Treatment of fulminant form
• straight bed regimen,
• diet N 5a with protein restriction up to 40 %,
• intravenously:
• prednizone 10-15 mg/kg/day divided in 4 equal doses,
• detoxication therapy (total – 50-100 ml/kg/day) with diuresis control:
• 0.9 % NaCl, Ringer’s solution,
• Ringer’s lactate solution,
• 5 % glucose,
• albumin 5 ml/kg;
• extracorporeal detoxication in case of ineffective previous therapy (plasmapheresis),
• hyperbaric oxygenation,
• in case of edema, ascytis – water-electrolyte balance correction,
• K-serving diuretics (verospiron, triampur),
• Fresh frozen plasma 10 ml/kg as coagulation factors donator,
• Heparin 100-300 IU/kg in possibility of DIC-syndrome development,
• Protease-inhibitors (trasilol, contrical, gordox) in case of DIC-syndrome development,
• Antibacterial therapy for bacterial complication prevention (less hepatotoxic medicine),
• Enema and stomach-washing,
• Lactulose for 10-14 days.
Discharge from the hospital, supervision, control:
ü patients with mild and moderate forms can be treated at home;
ü discharge on 15-20 day of illness with the remaining phenomena (hepatomegaly, slight increased ALAT, ASAT, dysproteinemia);
ü Finish treatment in dispensary cabinet: first examination – in 7 days, then – in 1, 3, 6 months. In absence of the remaining phenomena – stop dispensarization;
ü can visit school on 40-50 day, release from physical education on 3-6 months, sport – 12 months
Prophylaxis of A, E hepatitis
· Early isolation of ill person.
· Looking after contacts, laboratory test every 10 – 15 days.
· Personal hygiene.
· Disinfection in the epidemic focus.
· Passive prophylaxis by human immune globulin.

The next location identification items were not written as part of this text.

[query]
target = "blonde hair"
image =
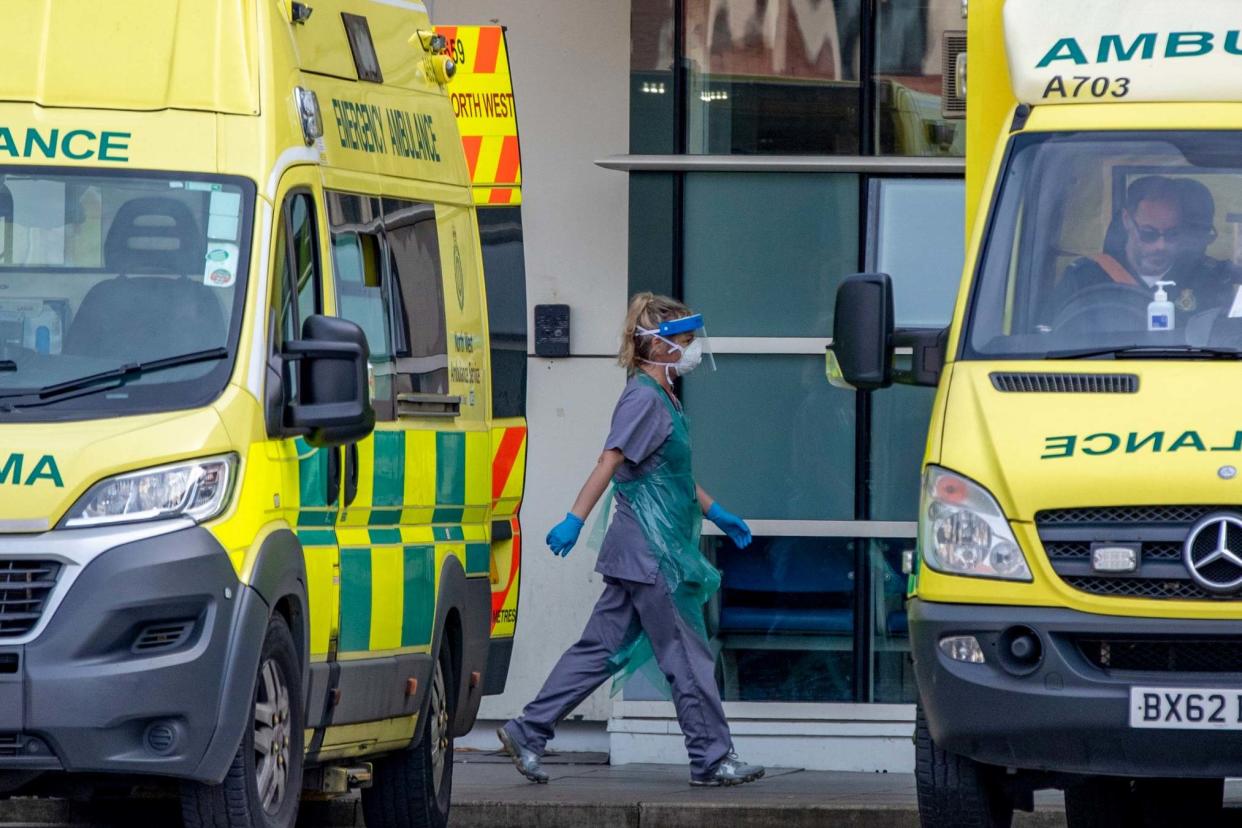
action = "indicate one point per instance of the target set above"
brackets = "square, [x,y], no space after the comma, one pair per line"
[646,310]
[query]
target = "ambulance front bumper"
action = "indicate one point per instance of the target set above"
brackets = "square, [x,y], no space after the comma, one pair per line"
[1067,713]
[135,656]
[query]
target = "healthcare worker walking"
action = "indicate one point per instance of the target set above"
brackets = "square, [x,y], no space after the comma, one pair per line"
[656,577]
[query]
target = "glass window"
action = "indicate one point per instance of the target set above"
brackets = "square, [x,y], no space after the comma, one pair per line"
[784,620]
[1087,225]
[918,237]
[773,76]
[652,104]
[765,253]
[104,270]
[421,344]
[892,669]
[297,277]
[298,271]
[358,262]
[898,441]
[504,271]
[909,75]
[773,440]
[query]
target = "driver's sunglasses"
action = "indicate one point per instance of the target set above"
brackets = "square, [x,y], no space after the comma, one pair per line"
[1149,235]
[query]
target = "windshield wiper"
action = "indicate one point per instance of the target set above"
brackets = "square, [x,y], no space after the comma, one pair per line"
[1148,351]
[109,379]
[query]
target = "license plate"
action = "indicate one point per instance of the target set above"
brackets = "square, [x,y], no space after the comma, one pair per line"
[1186,708]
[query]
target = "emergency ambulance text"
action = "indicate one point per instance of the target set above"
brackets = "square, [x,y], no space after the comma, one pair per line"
[374,129]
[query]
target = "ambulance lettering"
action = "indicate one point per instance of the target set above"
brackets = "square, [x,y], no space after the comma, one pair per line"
[1155,442]
[1144,47]
[45,469]
[369,128]
[72,144]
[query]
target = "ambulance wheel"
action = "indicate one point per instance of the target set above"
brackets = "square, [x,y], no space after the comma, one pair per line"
[954,791]
[414,788]
[263,785]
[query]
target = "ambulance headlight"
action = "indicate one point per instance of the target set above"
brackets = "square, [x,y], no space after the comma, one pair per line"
[198,489]
[963,530]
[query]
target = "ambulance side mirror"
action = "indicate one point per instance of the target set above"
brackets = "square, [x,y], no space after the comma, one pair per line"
[862,332]
[334,405]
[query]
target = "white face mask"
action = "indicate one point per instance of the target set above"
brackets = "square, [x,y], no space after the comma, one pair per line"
[689,359]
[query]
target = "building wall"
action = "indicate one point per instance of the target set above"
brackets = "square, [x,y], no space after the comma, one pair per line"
[570,63]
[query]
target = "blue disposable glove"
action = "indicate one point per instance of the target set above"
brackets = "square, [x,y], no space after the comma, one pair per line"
[564,535]
[730,524]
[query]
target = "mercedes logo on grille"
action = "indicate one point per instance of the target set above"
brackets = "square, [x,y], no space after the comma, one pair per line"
[1214,553]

Prophylaxis of parenteral hepatitis
· Early isolation of ill person.
· Sterilization of instrument.
· Passive prophylaxis by human immune globulin.
For hepatitis B active prophylaxis: after the birth, in 1, 6 months. When mother is HBs Ag positive – after the birth, in 1, 2, 12 months.